Durch das auf der Internationalen Konferenz für Bevölkerung und
Entwicklung 1994 in Kairo beschlossene ganzheitliche Konzept des
"Empowerment" sollen Frauen durch verbesserten Zugang zu Bildung,
Arbeits- und Einkommensmöglichkeiten und durch mehr Aufklärung und
selbstbestimmte Kontrolle über den eigenen Körper an politischen und
gesellschaftlichen Entwicklungen teilnehmen, jene mitbestimmen und
damit ihre Lebenssituation verbessern können. Der in Kairo definierte
Ansatz verknüpft Sexualität, Reproduktion und Gesundheit mit den
allgemeinen Menschenrechten und hat sich, soweit er aufgrund der
vorhandenen Mittel umgesetzt werden konnte, für die Stärkung
sexueller und reproduktiver Gesundheit und Rechte von Frauen als
erfolgreich erwiesen. Autonomie und Menschenwürde sind zentrale Werte
für die sexuelle und reproduktive Gesundheit von Frauen und Männern
und haben direkte Auswirkungen auf das allgemeine Wohlbefinden der
Menschen.
Die Umsetzung dieses Konzepts ist aber in Gefahr, da die
Industrieländer nicht die von ihnen versprochenen Beiträge leisten
und es dadurch zu Versorgungsengpässen bei den verschiedenen
Verhütungsmethoden kommt.
Umwelttrends
Die erneuerbaren natürlichen Süßwasservorkommen werden zu 54 Prozent
derzeit genützt und die Nutzung könnte bis 2025 auf 90 Prozent ansteigen.
1,1 Millionen Menschen haben heute keinen Zugang zu sauberen Wasser. 508
Millionen Menschen leben in Gebieten, wo pro Person weniger als 50 Liter
pro Tag zur Verfügung stehen. In Städten Chinas, Lateinamerikas und
Südasien fällt der Grundwasserspiegel pro Jahr um mehr als einen
Meter aufgrund von nicht nachhaltiger Wasserentnahme.
In 65 von 105 Entwicklungsländern hinkt die
Nahrungsmittelproduktion hinter dem Bedarf her. 815 Millionen Menschen
sind chronisch unterernährt und die Ernährung von zwei Milliarden Menschen
ist nicht gesichert. Da kaum noch zusätzliche Anbauflächen
erschlossen werden können, müssen die Ertragssteigerungen durch den
Einsatz zusätzlicher mit Nebenwirkungen einhergehenden Düngermittel
und kostspieligen Bewässerungsanlagen erwirtschaftet werden.
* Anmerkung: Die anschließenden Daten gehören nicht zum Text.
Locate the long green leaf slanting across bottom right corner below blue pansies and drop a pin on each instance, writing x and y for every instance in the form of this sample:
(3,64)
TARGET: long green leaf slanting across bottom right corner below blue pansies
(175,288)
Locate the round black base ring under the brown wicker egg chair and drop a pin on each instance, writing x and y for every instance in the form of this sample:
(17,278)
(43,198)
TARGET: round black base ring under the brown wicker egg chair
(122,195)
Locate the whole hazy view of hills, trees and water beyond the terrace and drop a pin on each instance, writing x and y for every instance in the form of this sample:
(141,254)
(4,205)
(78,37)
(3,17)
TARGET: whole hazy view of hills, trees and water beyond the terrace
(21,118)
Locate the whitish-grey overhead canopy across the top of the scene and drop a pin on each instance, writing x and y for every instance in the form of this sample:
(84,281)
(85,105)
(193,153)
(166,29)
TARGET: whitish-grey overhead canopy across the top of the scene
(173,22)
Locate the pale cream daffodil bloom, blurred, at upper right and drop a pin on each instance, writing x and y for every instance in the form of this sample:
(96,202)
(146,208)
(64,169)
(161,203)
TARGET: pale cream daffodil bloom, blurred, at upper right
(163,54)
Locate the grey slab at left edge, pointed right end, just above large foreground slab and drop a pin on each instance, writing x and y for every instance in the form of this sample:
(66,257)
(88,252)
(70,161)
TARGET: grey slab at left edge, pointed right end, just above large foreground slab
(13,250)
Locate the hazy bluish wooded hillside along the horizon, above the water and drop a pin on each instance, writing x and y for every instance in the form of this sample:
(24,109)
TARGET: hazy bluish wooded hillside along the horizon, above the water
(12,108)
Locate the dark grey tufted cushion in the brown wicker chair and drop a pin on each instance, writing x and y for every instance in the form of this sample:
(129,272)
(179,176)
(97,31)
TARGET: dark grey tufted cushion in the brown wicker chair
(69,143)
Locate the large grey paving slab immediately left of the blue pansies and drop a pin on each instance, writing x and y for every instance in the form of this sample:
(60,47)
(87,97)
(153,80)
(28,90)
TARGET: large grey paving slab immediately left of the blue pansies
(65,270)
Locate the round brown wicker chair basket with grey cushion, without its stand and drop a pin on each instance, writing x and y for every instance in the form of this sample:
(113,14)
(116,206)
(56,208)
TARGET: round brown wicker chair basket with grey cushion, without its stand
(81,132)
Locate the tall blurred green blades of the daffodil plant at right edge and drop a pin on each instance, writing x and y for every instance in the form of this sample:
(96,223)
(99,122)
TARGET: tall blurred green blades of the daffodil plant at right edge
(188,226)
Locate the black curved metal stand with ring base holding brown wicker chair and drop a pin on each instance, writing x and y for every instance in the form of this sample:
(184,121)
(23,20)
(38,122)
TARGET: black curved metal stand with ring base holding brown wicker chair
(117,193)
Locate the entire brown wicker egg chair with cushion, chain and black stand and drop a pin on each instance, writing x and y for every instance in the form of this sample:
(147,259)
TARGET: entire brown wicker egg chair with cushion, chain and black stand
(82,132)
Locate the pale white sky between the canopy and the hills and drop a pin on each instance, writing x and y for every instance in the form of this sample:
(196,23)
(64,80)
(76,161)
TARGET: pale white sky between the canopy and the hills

Die Emission von Kohlendioxyd hat seit 1900 um das Zwölffache
zugenommen (von 534 Mill. auf 6,69 Mrd. Tonnen). Zu Beginn des
21.Jhdts. werden sich auch die von den Entwicklungsländern
produzierten Treibhausgas-Emissionen dem Niveau derer der
Industrieländer annähern.
Die Abholzung der tropischen Wälder, die derzeit noch etwa 50% der
noch erhaltenen Tiere- und Pflanzenarten beheimaten, könnte in den
nächsten 25 Jahren - sofern unvermindert vorangetrieben - Ursache für
das Verschwinden von 60.000 Pflanzensorten sein. Der Verlust der
genetischen Vielfalt wildlebender Verwandten unserer Kulturpflanzen
würde die durch Einkreuzungen bewirkte stärkere Resistenz gegen
Schädlinge, Pflanzenkrankheiten aber auch Ertragssteigerungen nicht
mehr ermöglichen.
Entwicklung, Armut und Umweltfolgen
Trotzdem die Globalisierung das wirtschaftliche Wachstum
stimuliert hat, haben sich aber auch die globalen
Einkommensungleichheiten verschärft und 1,2 Milliarden Menschen fristen
ihr Dasein mit weniger als USD 1,- pro Tag. Durch den Kampf um
ausreichende Ernährung und den Gebrauch technologisch ineffizienter
Energiequellen bei den ärmeren Bevölkerungsschichten steigt der Druck
auf die sensiblen ökologischen Ressourcen.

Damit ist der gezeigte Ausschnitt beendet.